Pour évaluer la voie à prendre, les parties devraient garder en tête ce qui suit :

  • Bien que disposant de ressources limitées, le Bureau est en mesure de réagir rapidement lorsqu’il s’agit de contester des transactions projetées ou réalisées et d’obtenir une mesure de redressement provisoire, comme l’illustre l’affaire Thoma Bravo/Aucerna, dans laquelle le commissaire a été en mesure de déposer une contestation dans les deux mois qui ont suivi la réponse des parties à une demande de renseignements supplémentaires (et dans les quatre mois suivant la réception d’un avis concernant la transaction).
  • La taille relativement modeste du marché concerné ne permet pas de conclure à un faible niveau de risque en matière de droit de la concurrence – à certains égards, la petite taille du marché peut au contraire entraîner des questions relatives aux seuils d’examen dans le cadre de certaines fusions horizontales, dans la mesure où elle pourrait décourager de futurs concurrents d’entrer sur le marché, ce qui pourrait mener à la conclusion que les barrières à l’entrée et à l’expansion sont relativement élevées. C’est ce qui s’est produit dans l’affaire Thoma Bravo/Aucerna dans laquelle le Bureau a signalé que la petite taille du marché en question avait pour effet de « limite[r] les possibilités pour les entreprises arrivant sur le marché de récupérer les coûts irrécupérables associés au développement et à la commercialisation d’un logiciel de gestion des réserves ».
  • Particulièrement dans le domaine numérique, les cibles d’acquisition exerçant des activités dans des marchés connexes (fusions verticales ou autres) pourraient être perçues par le Bureau comme des concurrents futurs potentiels de l’acheteur et l’on devrait tenir compte des plans d’expansion dans de nouveaux marchés de chacune des parties.

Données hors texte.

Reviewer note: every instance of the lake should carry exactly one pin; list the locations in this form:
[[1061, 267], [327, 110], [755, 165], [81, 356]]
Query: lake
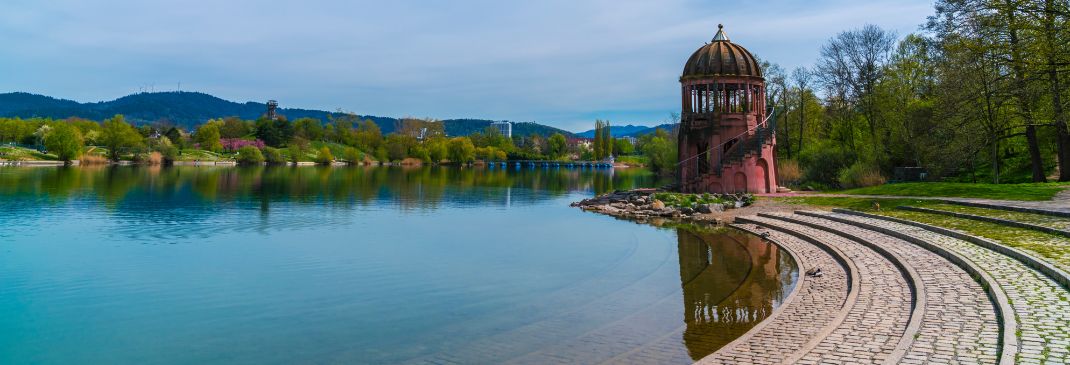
[[362, 264]]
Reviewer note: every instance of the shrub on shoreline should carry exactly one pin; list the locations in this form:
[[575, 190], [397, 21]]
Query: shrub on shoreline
[[249, 155], [353, 156], [273, 155], [324, 156]]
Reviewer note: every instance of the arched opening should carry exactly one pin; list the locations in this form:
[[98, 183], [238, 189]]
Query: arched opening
[[762, 169], [740, 182]]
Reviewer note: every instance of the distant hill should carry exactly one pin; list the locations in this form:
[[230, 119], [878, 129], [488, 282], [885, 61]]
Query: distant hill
[[616, 131], [190, 108], [628, 131], [467, 126]]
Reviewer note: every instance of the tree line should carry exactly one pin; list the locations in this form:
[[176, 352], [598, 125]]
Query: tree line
[[278, 140], [978, 94]]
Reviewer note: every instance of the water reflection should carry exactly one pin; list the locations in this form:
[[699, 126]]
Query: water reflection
[[409, 187], [731, 283], [364, 264]]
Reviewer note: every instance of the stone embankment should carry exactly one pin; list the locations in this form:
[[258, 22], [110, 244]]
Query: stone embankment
[[641, 204], [880, 290]]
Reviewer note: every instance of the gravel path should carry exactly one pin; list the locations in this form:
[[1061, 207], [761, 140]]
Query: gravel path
[[960, 323], [876, 322], [1041, 305], [816, 303]]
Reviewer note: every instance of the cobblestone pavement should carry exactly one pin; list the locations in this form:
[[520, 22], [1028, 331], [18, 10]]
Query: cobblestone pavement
[[816, 303], [1042, 307], [877, 320], [960, 323]]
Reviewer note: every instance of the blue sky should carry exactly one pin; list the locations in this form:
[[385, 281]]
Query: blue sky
[[559, 62]]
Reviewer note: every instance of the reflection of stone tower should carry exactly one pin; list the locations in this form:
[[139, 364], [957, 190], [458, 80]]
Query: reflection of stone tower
[[729, 283], [272, 105], [725, 145]]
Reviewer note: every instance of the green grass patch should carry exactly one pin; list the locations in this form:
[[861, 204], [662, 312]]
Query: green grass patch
[[1055, 248], [690, 200], [18, 153], [864, 204], [1000, 192], [201, 155], [1039, 219]]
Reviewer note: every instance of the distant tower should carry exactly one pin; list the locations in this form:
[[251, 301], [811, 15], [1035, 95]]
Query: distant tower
[[727, 141], [272, 105], [504, 127]]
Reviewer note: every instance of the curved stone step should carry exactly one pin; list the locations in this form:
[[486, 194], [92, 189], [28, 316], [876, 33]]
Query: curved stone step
[[1024, 207], [989, 219], [875, 324], [813, 305], [959, 320], [1040, 305]]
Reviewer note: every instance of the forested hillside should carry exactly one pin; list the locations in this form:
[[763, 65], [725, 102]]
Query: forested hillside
[[188, 109], [979, 94]]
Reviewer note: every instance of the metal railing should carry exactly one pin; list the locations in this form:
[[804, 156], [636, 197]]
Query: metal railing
[[696, 167]]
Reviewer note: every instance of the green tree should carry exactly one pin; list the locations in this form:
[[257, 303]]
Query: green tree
[[368, 137], [166, 149], [556, 145], [274, 133], [118, 136], [296, 152], [437, 149], [249, 155], [324, 156], [64, 140], [308, 128], [623, 147], [273, 156], [397, 146], [660, 149], [208, 136], [461, 150], [234, 127], [353, 156]]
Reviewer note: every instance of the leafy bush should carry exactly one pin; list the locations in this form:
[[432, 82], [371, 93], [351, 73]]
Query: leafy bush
[[295, 152], [92, 160], [273, 155], [823, 163], [249, 155], [154, 158], [860, 175], [789, 172], [353, 156], [324, 156], [64, 141], [681, 200]]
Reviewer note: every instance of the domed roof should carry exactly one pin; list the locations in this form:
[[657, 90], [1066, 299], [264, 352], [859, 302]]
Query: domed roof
[[721, 58]]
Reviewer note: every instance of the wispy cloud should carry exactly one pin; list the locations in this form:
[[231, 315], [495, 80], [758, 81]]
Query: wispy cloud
[[562, 62]]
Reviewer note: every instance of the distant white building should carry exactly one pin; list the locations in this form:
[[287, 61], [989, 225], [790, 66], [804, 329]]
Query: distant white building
[[504, 127]]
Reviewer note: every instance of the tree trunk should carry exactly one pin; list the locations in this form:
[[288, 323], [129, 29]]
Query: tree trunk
[[801, 117], [1038, 165], [1061, 135], [1025, 103]]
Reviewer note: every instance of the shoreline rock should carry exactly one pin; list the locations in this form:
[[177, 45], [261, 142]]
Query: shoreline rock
[[641, 204]]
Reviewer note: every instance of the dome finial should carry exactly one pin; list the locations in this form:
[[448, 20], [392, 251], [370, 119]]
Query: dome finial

  • Dans le cadre de l’évaluation du risque lié à la concurrence, en plus des analyses habituelles portant sur les chevauchements de marché et les parts de marché, les documents internes qui exposent les raisons de procéder à l’acquisition (notamment les gains en efficience pouvant en découler, qui pourraient servir de fondement à une défense dans le cas d’une fusion qui aurait par ailleurs des effets anticoncurrentiels au Canada) et le positionnement des parties sur le marché devraient également être examinés attentivement.
  • Les coûts qu’entraîneraient une enquête enclenchée en vertu de la Loi sur la concurrence et/ou une contestation devant le Tribunal pourraient être importants.

L’accent accru mis sur l’examen des fusions de petite envergure pourrait par ailleurs inciter le Bureau à proposer des modifications au cadre régissant l’examen des fusions prévu par la Loi sur la concurrence en vue d’accroître sa capacité de détecter les transactions de moindre envergure qui soulèvent des enjeux du point de vue de la concurrence et d’obtenir en temps opportun des mesures de redressement à leur égard. Toutefois, la feuille de route bien garnie du commissaire en matière d’application de la loi à des fusions de petite envergure ou qui n’ont pas à faire l’objet d’un préavis de fusion et l’allocation renouvelée par le Bureau de ressources à ce volet de son mandat laissent entendre que le cadre législatif actuel du Canada ne l’empêche en rien d’examiner les fusions qui ne font pas l’objet d’un préavis et qui sont susceptibles de soulever des enjeux.